I have a 4x 4090 on WRX-80SE, and second with 7x 4090, both the same.
Cards do not cooperate without NCCL_P2P_DISABLE=1.
But when you enable NCCL_P2P_DISABLE=1, then internal transfer between cards is ~2GB/s, what is EXTREMELY slow. 8x A100 have ~600GB/s p2p communication.
Probably Nvidia blocked p2p connection between 4090, what completely disable that card to use them for training AI models that do not fit in 24GB.
I would be super grateful if someone have a solution, or other configuration on EPYC or Intel that works.
Ran into the same problem on a dual 4090 system. Tried the latest drivers from nVidia and the 525 available from stock Ubuntu. Disabling P2P makes it “work”, but then performance is 1it/s compared to 4it/s on my otherwise equivalent dual 3090 system.
I tried disabling ACS in my BIOS as suggested by (Troubleshooting — NCCL 2.16.2 documentation), to no available. My dual 3090 system has ACS enabled and it doesn’t have any issues, so I doubt that’s related anyway.
2x Gigabyte 4090
ASUS Prime X570-Pro (Latest BIOS)
Ryzen 5900X
Ubuntu 20.04.1
Could you post the p2p sample outputs and run additional NCCL tests from this repository, please?
Disabling p2p should not be necessary and I would like to try rebuilding a test system close to your setup to debug the issue.
Dear @ptrblck of course!
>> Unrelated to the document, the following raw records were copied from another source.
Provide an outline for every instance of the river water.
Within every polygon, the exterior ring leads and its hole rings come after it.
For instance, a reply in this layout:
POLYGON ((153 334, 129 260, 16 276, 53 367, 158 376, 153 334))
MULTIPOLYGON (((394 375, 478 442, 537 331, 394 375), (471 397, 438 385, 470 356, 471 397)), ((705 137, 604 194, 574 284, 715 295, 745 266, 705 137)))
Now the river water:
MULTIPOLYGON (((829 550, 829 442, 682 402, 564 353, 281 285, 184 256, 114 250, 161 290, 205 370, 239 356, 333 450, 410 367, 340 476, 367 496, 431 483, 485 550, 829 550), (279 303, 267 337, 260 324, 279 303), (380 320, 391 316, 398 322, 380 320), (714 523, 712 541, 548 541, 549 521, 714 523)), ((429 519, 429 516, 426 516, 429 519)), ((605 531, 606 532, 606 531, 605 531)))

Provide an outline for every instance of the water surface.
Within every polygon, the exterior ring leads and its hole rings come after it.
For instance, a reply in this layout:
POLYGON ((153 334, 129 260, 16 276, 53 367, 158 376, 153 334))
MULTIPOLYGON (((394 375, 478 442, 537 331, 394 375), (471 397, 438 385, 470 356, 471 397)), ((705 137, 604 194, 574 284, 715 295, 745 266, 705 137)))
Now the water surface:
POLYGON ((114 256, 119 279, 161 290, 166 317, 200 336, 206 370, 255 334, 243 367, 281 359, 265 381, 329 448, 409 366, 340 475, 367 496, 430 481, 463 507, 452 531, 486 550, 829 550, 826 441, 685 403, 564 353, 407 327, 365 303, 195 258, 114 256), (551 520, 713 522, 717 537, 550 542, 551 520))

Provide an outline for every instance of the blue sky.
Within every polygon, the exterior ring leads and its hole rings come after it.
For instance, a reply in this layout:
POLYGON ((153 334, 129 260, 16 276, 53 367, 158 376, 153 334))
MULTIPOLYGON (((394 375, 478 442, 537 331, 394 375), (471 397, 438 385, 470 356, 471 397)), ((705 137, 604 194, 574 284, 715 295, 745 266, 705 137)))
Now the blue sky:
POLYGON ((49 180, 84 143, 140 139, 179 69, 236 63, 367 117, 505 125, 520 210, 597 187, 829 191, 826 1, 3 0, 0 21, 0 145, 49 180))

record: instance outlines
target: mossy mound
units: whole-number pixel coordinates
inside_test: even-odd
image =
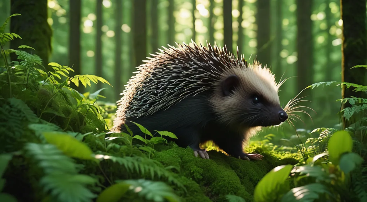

We can schedule a video call if you want.
Now system freeze during NCCL test, without NCCL_P2P_DISABLE=1.
NCCL freezing whole system, after showing a headers, usually system are completly unable to response.
Rank 0 Group 0 Pid 7064 on g1 device 0 [0x41] NVIDIA GeForce RTX 4090
Rank 1 Group 0 Pid 7064 on g1 device 1 [0x61] NVIDIA GeForce RTX 4090
FREEZE
I checking almost everything:
WRX80SE motherboard settings,
PCI gen4 or 3,
ACS, IOMMU etc…
If you want we will love to schedule a call and stream everything.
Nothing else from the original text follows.